"O artigo 145 do ECA diz que o Judiciário tem a competência de estabelecer a proporcionalidade do número de varas exclusivas da infância e da juventude por número de habitantes. Dezoito anos após a promulgação do Estatuto, porém, nenhum Tribunal de Justiça do Brasil regulamentou os critérios para a criação de varas - fundamentais para agilizar a responsabilização de agressores, garantir a proteção da vítima e minimizar a revitimização de meninos e meninas.

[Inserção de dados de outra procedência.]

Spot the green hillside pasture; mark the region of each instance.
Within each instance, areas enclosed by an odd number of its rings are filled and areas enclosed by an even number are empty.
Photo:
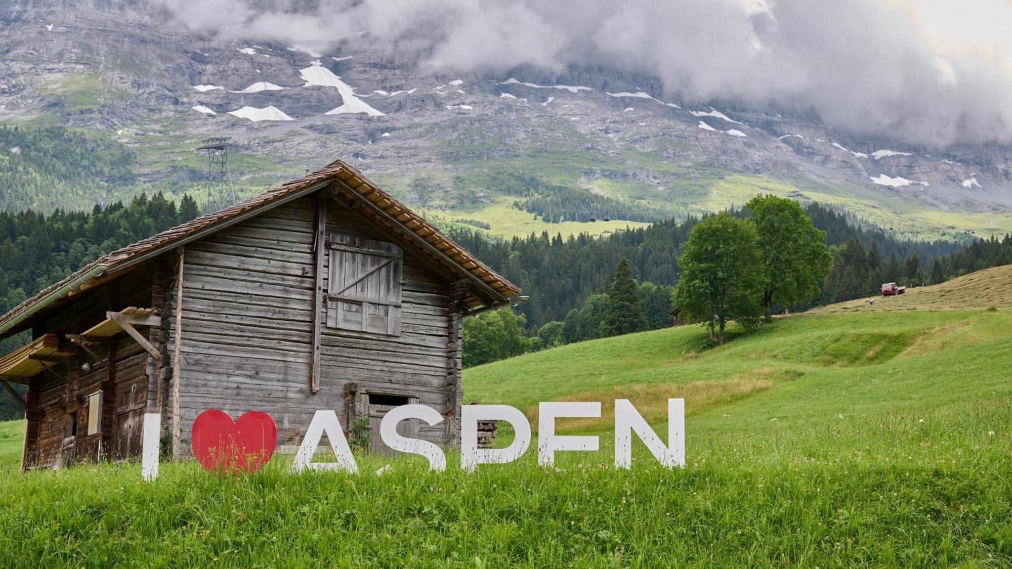
[[[16,470],[21,465],[21,441],[24,439],[24,421],[0,422],[0,476]]]
[[[971,341],[925,339],[998,330]],[[947,336],[946,336],[947,337]],[[687,466],[637,443],[610,465],[610,417],[561,422],[602,452],[534,449],[512,465],[429,473],[243,477],[192,463],[0,473],[0,565],[905,566],[1012,563],[1012,314],[792,317],[704,349],[683,327],[466,372],[466,397],[628,397],[659,432],[684,396]],[[607,405],[605,406],[607,407]],[[605,410],[605,415],[610,411]],[[575,421],[575,420],[574,420]],[[12,430],[20,428],[16,422]],[[281,459],[280,457],[278,459]]]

Além do contraste regional, a conseqüência é a elevada demanda dos juízes especializados: a média, no Brasil, é de 438,8 mil habitantes por magistrado (veja abaixo a média por Estado e por Região)", fala o vereador Antonio Lima, que é advogado.
FALTA PRIORIDADE
Antonio Lima lembra que o presidente da ABMP, Eduardo Rezende Melo, afirma que "o levantamento mostra que ainda falta prioridade absoluta na organização do Sistema de Justiça da Infância e da Juventude no País". A Associação defende como critério a criação de vara especializada nos municípios com mais de 100 mil habitantes, pois as políticas de assistência social, saúde e educação partem do princípio de que as cidades de grande porte - justamente aquelas com mais de 100 mil habitantes - apresentam uma organização social complexa e sinais de vulnerabilidade que justificam a especialização dos serviços.
A pesquisa identificou outro desrespeito ao ECA. Apesar do artigo 150 obrigar a criação de equipes multidisciplinares - com assistentes sociais, pedagogos, antropólogos, psicólogos, etc. - nas varas da infância, dois estados não cumprem a regra: Ceará e Rio Grande do Norte. Já no Distrito Federal e em seis estados (Acre, Alagoas, Bahia, Piauí, Tocantins e Pará) essas equipes estão presentes apenas nas capitais, ou, no máximo, em algumas grandes cidades.
Formação precária
Se o assunto é Direito da Criança e do Adolescente, a formação de magistrados, promotores e defensores públicos é precária, quando não inexistente. O levantamento mostra que não há espaço para o tema nas faculdades de Direito, nos editais de concurso público e nos cursos de formação inicial e continuada para aqueles que ingressaram na carreira.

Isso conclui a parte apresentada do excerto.